La menace des faux contenus
Ce n’est pas pour rien, toutefois, que les médias se méfient dans le même temps de l’IA générative. Bien que cette technologie leur soit utile, elle peut aussi être problématique. Fin 2022, le site CNET a par exemple publié des articles générés par une IA, mais a été contraint de suspendre ce test, notamment à cause d’erreurs factuelles trouvées dans plusieurs d’entre eux. Si les systèmes comme ChatGPT sont doués pour produire des contenus, ces derniers peuvent parfois contenir de fausses informations. À titre d’illustration, une étude a récemment révélé que GPT-4, le dernier modèle de langage alimentant le chatbot d’OpenAI en diffusait encore plus que son prédécesseur.

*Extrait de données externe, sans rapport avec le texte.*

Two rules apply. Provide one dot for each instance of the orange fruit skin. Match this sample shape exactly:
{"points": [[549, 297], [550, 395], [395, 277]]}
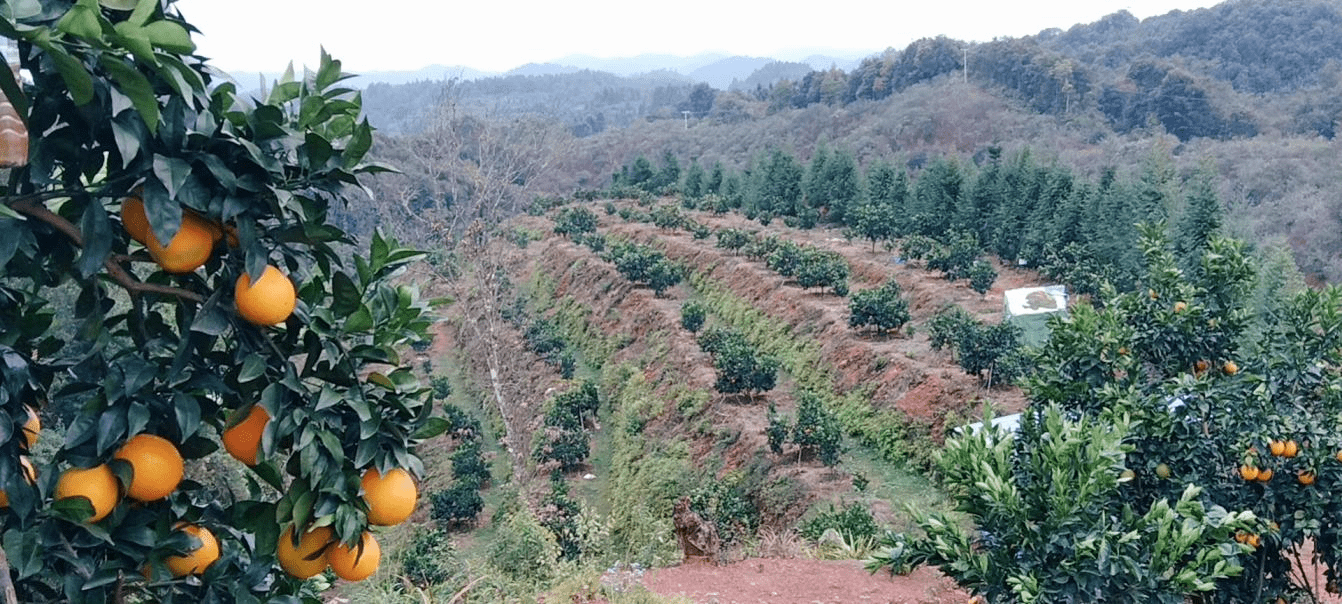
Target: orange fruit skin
{"points": [[197, 560], [30, 473], [270, 301], [294, 560], [356, 563], [188, 250], [243, 439], [32, 427], [391, 498], [157, 466], [1291, 448], [134, 220], [97, 483]]}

À cela s’ajoute la menace des deepfakes, ces vidéos produites à l’aide de l’IA pour falsifier les propos d’une personne ou donner l’impression qu’elle fait quelque chose alors que ce n’est pas le cas. Selon un rapport du laboratoire d’innovation d’Europol publié l’année dernière, les progrès de cette technologie et la disponibilité publique des banques de grandes bases de données d’images et de vidéos contribueront à augmenter le volume et la qualité des deepfakes. Cela, alors que 90% du contenu en ligne pourrait être généré artificiellement d’ici à 2026, ouvrant la voie à une désinformation croissante. Il sera ainsi plus difficile de distinguer le vrai du faux avec ces contenus. On le voit déjà avec des outils comme Midjourney, qui a récemment été utilisé pour générer des images du pape François en doudoune blanche, que plusieurs internautes ont cru réelles.
Certains médias cherchent ainsi à détecter ces vidéos truquées proliférant déjà sur les réseaux sociaux. Le Wall Street Journal a par exemple créé une équipe dédiée à cela, qui forme les journalistes à identifier ces contenus. Pour ce faire, le quotidien américain se sert de divers outils, comme TinEye, qui permet de faire des recherches inversées pour trouver d’anciennes versions de la vidéo.